Our LCZ-based analysis shows that urban morphology strongly influences both air temperature and the effectiveness of adaptation strategies, underscoring the importance of context-specific intervention planning. For example, our choice of a 20 % relative increase in urban greenery was based on current policy recommendations, but led to very limited cooling in compact urban areas. By implementing the relative change, rather than the effect of vegetation itself, we emphasise areas with intermediate levels of greenery. In line with the findings of Rahmani & Sharifi (2025), compact urban areas (LCZ2 and LCZ3) consistently experienced the highest temperatures, while open urban areas had lower baseline temperatures (Supplementary Table S4). Cool roofs provided the largest reduction in maximum temperature across all LCZs, with particularly strong effects in compact urban areas where roof coverage is high. This finding aligns with Macintyre & Heaviside (2019), who observed that cool roofs have the largest impact in areas of high building density. Similar to our findings, Jiang et al. (2025) concluded that the effectiveness of different adaptation strategies strongly depends on urban morphology.
Our rural simulations showed differences in weather at large scales via changes in, for example cloud formation and wind speed as shown in Supplementary Fig. S5. Both led to greater decreases in temperature than initially expected, but are explainable through the changes in the different variables. While the rural scenario was intended to represent changes in the local climate caused by the presence of urban areas, this shows that the impact of cities goes well beyond their physical boundaries.
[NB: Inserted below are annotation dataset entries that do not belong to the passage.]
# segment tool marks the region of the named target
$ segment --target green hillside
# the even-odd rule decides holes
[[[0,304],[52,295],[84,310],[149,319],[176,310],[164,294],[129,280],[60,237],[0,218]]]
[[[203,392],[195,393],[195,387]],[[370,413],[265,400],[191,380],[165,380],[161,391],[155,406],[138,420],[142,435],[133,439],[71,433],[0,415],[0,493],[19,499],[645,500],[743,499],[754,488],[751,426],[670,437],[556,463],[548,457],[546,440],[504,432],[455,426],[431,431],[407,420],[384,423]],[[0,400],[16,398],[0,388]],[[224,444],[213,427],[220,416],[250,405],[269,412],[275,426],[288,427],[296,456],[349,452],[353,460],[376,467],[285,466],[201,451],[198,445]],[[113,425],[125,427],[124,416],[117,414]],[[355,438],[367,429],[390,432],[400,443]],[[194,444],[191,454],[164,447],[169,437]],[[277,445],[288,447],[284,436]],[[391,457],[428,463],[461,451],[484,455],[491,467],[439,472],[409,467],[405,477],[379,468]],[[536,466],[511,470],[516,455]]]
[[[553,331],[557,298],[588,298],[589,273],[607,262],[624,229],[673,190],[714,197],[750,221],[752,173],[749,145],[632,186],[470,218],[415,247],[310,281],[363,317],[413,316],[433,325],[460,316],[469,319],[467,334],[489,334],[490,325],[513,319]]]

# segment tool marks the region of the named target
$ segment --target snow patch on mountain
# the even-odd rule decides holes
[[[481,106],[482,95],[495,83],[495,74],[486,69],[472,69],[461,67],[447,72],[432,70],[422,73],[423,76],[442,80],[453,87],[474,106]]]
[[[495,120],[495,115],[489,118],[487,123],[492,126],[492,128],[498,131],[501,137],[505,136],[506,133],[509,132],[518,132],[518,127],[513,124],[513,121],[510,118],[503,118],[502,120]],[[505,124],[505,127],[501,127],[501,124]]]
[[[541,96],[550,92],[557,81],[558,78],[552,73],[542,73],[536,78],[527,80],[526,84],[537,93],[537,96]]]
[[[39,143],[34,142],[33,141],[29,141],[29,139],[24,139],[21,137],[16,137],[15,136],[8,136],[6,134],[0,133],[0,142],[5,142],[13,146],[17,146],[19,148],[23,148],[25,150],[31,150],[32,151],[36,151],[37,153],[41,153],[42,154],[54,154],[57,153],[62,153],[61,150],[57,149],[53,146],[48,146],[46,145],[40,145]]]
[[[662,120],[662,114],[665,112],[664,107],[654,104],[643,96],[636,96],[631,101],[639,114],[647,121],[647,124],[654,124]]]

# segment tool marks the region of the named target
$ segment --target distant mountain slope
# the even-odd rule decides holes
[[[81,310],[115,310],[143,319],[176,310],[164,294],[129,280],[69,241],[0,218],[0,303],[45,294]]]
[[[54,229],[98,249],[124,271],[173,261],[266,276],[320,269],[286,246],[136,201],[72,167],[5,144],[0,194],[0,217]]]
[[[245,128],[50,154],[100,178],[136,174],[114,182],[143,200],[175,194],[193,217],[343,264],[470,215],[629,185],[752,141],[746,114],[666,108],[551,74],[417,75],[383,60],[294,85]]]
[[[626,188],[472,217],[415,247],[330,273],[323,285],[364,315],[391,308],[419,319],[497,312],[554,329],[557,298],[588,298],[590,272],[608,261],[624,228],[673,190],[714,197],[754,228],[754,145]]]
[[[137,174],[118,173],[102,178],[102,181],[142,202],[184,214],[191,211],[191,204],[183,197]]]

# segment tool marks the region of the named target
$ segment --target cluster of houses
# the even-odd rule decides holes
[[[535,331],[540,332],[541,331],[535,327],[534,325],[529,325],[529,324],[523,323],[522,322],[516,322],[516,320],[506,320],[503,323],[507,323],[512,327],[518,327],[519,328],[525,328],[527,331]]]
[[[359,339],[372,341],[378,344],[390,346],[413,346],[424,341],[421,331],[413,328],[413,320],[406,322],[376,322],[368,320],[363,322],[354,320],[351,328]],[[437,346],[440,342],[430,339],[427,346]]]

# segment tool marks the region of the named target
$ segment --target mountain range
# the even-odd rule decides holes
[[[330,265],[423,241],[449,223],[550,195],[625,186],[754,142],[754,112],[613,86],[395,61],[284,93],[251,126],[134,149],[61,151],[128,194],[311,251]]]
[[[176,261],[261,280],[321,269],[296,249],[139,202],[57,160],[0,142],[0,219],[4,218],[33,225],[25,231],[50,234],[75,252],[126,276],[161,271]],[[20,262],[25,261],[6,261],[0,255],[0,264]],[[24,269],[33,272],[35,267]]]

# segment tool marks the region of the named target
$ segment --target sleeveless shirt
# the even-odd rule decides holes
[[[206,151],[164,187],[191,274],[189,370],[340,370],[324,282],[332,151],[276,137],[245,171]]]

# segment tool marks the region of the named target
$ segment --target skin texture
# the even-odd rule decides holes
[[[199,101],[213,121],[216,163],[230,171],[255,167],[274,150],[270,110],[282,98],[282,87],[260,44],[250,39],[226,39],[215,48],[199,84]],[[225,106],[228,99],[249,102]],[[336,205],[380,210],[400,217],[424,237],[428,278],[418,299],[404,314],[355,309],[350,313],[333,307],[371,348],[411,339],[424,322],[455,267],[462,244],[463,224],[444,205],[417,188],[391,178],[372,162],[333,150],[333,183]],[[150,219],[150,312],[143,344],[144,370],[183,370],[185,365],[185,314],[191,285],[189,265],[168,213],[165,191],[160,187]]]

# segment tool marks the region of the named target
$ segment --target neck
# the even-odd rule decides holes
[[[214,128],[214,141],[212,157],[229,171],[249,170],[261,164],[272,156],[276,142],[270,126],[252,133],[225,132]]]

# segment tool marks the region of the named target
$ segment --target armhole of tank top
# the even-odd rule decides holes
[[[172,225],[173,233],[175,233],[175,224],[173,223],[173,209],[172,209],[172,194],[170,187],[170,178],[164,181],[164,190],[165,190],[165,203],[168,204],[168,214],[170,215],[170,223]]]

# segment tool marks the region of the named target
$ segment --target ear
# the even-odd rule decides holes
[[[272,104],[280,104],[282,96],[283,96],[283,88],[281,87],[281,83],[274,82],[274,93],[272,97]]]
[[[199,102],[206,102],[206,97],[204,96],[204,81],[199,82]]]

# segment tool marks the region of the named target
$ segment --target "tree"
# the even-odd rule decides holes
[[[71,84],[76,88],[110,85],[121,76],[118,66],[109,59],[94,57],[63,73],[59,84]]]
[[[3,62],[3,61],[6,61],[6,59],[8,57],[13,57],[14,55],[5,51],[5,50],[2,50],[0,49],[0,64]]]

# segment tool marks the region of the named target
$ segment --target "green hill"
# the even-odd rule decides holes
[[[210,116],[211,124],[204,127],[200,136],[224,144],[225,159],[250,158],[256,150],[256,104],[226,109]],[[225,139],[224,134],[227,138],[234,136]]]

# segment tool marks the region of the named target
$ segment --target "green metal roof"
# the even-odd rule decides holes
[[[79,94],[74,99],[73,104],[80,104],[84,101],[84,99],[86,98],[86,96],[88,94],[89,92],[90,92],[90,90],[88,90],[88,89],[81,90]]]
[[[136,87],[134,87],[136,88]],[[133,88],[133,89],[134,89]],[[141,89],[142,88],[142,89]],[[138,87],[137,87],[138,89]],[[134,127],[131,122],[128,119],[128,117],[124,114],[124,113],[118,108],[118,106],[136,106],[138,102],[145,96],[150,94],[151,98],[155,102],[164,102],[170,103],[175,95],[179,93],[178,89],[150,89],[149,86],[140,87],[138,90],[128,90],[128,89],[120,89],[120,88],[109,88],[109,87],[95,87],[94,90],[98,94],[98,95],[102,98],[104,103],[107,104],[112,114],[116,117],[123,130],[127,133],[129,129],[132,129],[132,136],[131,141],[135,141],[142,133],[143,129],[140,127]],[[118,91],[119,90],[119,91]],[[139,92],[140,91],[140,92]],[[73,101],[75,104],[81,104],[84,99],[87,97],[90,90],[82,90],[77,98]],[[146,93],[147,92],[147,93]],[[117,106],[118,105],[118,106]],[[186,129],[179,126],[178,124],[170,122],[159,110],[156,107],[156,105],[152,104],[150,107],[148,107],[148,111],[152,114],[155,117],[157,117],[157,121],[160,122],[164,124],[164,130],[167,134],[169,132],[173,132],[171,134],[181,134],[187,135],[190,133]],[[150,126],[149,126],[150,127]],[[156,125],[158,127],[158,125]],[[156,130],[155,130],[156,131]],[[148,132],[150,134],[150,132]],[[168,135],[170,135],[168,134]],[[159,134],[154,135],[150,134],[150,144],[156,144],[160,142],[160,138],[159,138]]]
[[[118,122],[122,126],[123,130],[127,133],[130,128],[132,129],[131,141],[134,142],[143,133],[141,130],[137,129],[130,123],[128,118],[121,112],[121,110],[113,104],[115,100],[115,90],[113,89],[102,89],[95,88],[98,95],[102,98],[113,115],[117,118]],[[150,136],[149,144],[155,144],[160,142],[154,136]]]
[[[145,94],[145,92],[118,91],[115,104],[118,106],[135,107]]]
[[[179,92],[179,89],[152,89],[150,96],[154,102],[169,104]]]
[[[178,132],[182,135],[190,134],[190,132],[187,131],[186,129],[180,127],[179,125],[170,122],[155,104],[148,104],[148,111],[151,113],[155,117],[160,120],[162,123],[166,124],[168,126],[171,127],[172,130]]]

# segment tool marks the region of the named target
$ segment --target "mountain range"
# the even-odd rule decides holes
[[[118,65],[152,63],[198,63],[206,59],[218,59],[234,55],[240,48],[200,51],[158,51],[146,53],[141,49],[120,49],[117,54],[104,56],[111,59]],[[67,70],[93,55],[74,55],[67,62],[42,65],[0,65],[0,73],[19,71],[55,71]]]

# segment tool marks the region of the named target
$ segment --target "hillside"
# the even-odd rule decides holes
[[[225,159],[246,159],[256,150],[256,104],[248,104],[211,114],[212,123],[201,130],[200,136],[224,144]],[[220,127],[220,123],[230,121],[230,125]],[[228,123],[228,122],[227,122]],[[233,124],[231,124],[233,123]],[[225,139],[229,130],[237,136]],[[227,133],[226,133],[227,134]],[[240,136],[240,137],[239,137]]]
Correspondingly, we estimate that heat-related mortality could have been reduced by up to 25.5 % by cool roofs, highlighting the life-saving potential of adaptation strategies. Our results are in line with the findings of Macintyre & Heaviside (2019) who found that cool roofs could reduce up to 25 % of heat-related deaths during heatwaves in the West Midlands, UK. Furthermore, having modelled cool roofs over London for the summer of 2018, Simpson et al. (2024) found a reduction in heat-related mortality of 32 %. Both studies incorporated the daily mean temperature whereas the daily maximum temperature was used in the present study. This can explain the differences in the impact of interventions on heat-related mortality reductions in both studies.
Focusing on the maximum temperature to assess heat-related mortality captures daytime heat stress, but excludes the impact of higher nighttime temperatures, which are known to impair sleep and physiological recovery (Obradovich et al., 2017, Royé et al., 2021). The choice of the temperature-mortality relationship is therefore critical: investigating the impact of the relative effectiveness of interventions by using temperature-mortality relationships based on another heat indicator, such as the daily mean temperature, as well as developing context-specific temperature-mortality relationships that account for urban morphology warrants further studies.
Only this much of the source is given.